What inspired or motivated you to work on your current research or project?

As a scientist trying to contribute to energy sustainability, I was genuinely shocked when I first learned that thermal comfort plays such an essential role in greenhouse gas emissions and yet has been significantly underexplored. Compared to generating more renewable energy via solar and wind, I realized that transforming and decarbonizing the current thermoregulation technologies will have an imminent and significant impact, which is precisely what we need to solve the urgent global warming issue. Therefore, I aspired to use my multidisciplinary expertise in nanoscience, photonics, heat transfer, and electrochemistry to provide innovative solutions. I was fortunate to be exposed to these concepts through inspiration from established researchers. When I began my independent research career, I tried to connect the dots by using reversible electrochemical reactions as a highly powerful, precise, dynamic, and versatile tuning knob for photonic and thermal properties. This tunability is extremely important because both building and personal thermoregulation aim to stabilize the temperature against external fluctuations. The technological challenges are to achieve the goal with minimal carbon footprint. I was also intrigued by the fundamental scientific findings while interrogating the mechanisms. Innovation cannot be done correctly without fundamental understanding. Realizing my research can become part of the effort to tackle climate change has always driven me to go further and deeper.

In what ways does society benefit from your research?

The first immediate outcome of my research for society would be an adaptive system with integrative building envelopes and wearable devices that can regulate the optical and thermal properties to help maintain the heat balance. The electricity required by my thermoregulation devices is less than 1% of current consumption, but the thermal energy tapped from the sun, the sky, and the ambiance, is tremendous, leading toward a great reduction of carbon emission associated with indoor temperature control. Wearable thermoregulation also helps avoid temperature-related illnesses, such as heat stroke, heart attack, and even influenza. With the exacerbating global warming, human adaptation to the extreme temperature and weather events has become more and more critical. Current wearable technology can sense physiological signals related to these illnesses, and I aim to close the loop by providing the ideal health-oriented thermal environments. On the other hand, the underlying reversible electrochemistry and photonic principles can be extended broadly to solve critical issues in other applications, too. For example, my research aims to study the structure-synthesis-property relationship of the electrodeposited metal nanostructure, which coincides with a holy grail of the energy storage research community that strives to use pure lithium or other metals as the battery anode for higher energy density. The tunable multispectral photonics aspect also provides a unique and powerful approach for displays and sensors in virtual/augmented reality devices and self-driving cars.
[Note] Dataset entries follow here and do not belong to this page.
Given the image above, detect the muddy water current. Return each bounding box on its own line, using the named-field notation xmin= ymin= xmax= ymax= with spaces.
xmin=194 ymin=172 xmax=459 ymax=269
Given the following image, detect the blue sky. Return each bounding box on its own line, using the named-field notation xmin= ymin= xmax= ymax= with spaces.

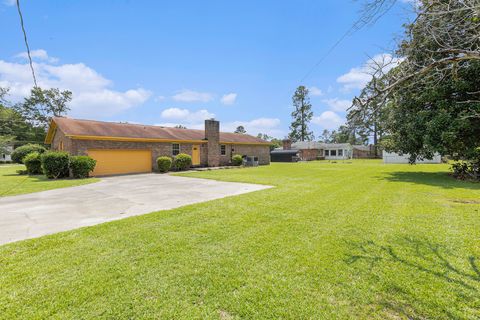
xmin=0 ymin=0 xmax=411 ymax=138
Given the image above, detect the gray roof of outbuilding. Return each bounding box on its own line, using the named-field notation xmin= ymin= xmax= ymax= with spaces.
xmin=352 ymin=144 xmax=370 ymax=151
xmin=270 ymin=149 xmax=298 ymax=154
xmin=292 ymin=141 xmax=322 ymax=150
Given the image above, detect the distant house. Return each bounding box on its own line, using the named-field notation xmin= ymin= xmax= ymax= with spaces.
xmin=45 ymin=117 xmax=271 ymax=176
xmin=383 ymin=151 xmax=442 ymax=163
xmin=0 ymin=147 xmax=13 ymax=162
xmin=321 ymin=143 xmax=353 ymax=160
xmin=270 ymin=139 xmax=373 ymax=162
xmin=352 ymin=144 xmax=375 ymax=159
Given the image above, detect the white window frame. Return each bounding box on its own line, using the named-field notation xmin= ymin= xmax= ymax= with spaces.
xmin=172 ymin=143 xmax=180 ymax=156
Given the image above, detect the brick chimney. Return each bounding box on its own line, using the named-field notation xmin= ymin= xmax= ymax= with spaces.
xmin=205 ymin=119 xmax=220 ymax=167
xmin=282 ymin=139 xmax=292 ymax=150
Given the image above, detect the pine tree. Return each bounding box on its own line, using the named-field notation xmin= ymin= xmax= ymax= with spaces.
xmin=289 ymin=86 xmax=314 ymax=141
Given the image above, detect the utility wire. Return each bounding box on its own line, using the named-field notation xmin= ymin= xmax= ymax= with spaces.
xmin=300 ymin=0 xmax=396 ymax=84
xmin=17 ymin=0 xmax=38 ymax=88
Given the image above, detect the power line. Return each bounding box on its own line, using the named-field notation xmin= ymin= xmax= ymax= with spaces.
xmin=300 ymin=0 xmax=397 ymax=84
xmin=17 ymin=0 xmax=38 ymax=88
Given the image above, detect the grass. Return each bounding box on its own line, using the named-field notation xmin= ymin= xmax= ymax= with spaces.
xmin=0 ymin=165 xmax=99 ymax=197
xmin=0 ymin=161 xmax=480 ymax=319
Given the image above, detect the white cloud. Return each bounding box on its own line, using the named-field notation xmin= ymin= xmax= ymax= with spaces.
xmin=15 ymin=49 xmax=58 ymax=63
xmin=337 ymin=53 xmax=402 ymax=92
xmin=312 ymin=111 xmax=345 ymax=130
xmin=308 ymin=86 xmax=323 ymax=96
xmin=160 ymin=108 xmax=215 ymax=123
xmin=0 ymin=51 xmax=151 ymax=118
xmin=220 ymin=93 xmax=237 ymax=105
xmin=172 ymin=89 xmax=213 ymax=102
xmin=322 ymin=98 xmax=352 ymax=112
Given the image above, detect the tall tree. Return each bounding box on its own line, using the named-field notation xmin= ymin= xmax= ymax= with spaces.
xmin=289 ymin=86 xmax=314 ymax=141
xmin=234 ymin=126 xmax=247 ymax=134
xmin=0 ymin=135 xmax=15 ymax=154
xmin=0 ymin=88 xmax=45 ymax=145
xmin=318 ymin=129 xmax=332 ymax=143
xmin=352 ymin=0 xmax=480 ymax=162
xmin=347 ymin=75 xmax=388 ymax=156
xmin=14 ymin=87 xmax=72 ymax=130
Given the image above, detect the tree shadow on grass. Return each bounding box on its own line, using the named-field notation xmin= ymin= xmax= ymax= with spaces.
xmin=344 ymin=237 xmax=480 ymax=319
xmin=379 ymin=171 xmax=480 ymax=190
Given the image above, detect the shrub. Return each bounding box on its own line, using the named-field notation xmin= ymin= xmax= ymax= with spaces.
xmin=173 ymin=153 xmax=192 ymax=171
xmin=23 ymin=152 xmax=42 ymax=174
xmin=232 ymin=154 xmax=243 ymax=166
xmin=157 ymin=157 xmax=172 ymax=172
xmin=41 ymin=151 xmax=69 ymax=179
xmin=70 ymin=156 xmax=97 ymax=179
xmin=12 ymin=144 xmax=46 ymax=163
xmin=451 ymin=147 xmax=480 ymax=181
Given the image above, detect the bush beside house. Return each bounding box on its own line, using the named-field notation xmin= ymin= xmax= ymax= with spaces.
xmin=173 ymin=153 xmax=192 ymax=171
xmin=42 ymin=151 xmax=70 ymax=179
xmin=23 ymin=151 xmax=42 ymax=175
xmin=232 ymin=154 xmax=243 ymax=166
xmin=70 ymin=156 xmax=97 ymax=179
xmin=11 ymin=144 xmax=47 ymax=163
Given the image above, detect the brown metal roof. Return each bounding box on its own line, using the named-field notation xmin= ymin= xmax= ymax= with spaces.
xmin=46 ymin=117 xmax=269 ymax=144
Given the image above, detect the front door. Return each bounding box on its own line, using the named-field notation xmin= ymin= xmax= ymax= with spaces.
xmin=192 ymin=144 xmax=200 ymax=166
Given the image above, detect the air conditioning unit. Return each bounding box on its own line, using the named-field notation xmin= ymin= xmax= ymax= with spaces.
xmin=243 ymin=156 xmax=258 ymax=167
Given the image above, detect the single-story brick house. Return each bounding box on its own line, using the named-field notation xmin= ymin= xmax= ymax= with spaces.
xmin=45 ymin=117 xmax=270 ymax=175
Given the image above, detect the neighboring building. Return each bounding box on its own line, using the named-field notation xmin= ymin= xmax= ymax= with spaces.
xmin=352 ymin=144 xmax=375 ymax=159
xmin=45 ymin=117 xmax=270 ymax=175
xmin=0 ymin=147 xmax=13 ymax=162
xmin=322 ymin=143 xmax=353 ymax=160
xmin=383 ymin=151 xmax=442 ymax=163
xmin=270 ymin=139 xmax=373 ymax=162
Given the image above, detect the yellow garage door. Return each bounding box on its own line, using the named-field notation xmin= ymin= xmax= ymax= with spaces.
xmin=88 ymin=149 xmax=152 ymax=176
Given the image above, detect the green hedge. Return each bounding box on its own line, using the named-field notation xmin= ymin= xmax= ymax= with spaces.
xmin=173 ymin=153 xmax=192 ymax=171
xmin=157 ymin=157 xmax=172 ymax=172
xmin=12 ymin=144 xmax=47 ymax=163
xmin=41 ymin=151 xmax=70 ymax=179
xmin=70 ymin=156 xmax=97 ymax=179
xmin=232 ymin=154 xmax=243 ymax=166
xmin=23 ymin=152 xmax=43 ymax=175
Looking ahead, what are your hopes or aspirations for the future based on your research or project?

I envision that the coalition of electrochemistry, nanophotonics, and thermal science can inspire new opportunities in how we manipulate light and heat in a scalable fashion, ultimately changing how we use energy. Several missing gaps are yet to be amended to bring costly photonic concepts to reality in energy science. Global warming is the largest challenge we humans need to solve together. No step is too small, but we must set the right direction. Heat illness is another increasingly important issue that would also demand more research efforts. I also picture that, in the future, when extraterrestrial travel and colonization become common activities, adaptive solar heating and radiative cooling technology would become more essential because there is no atmosphere and convection.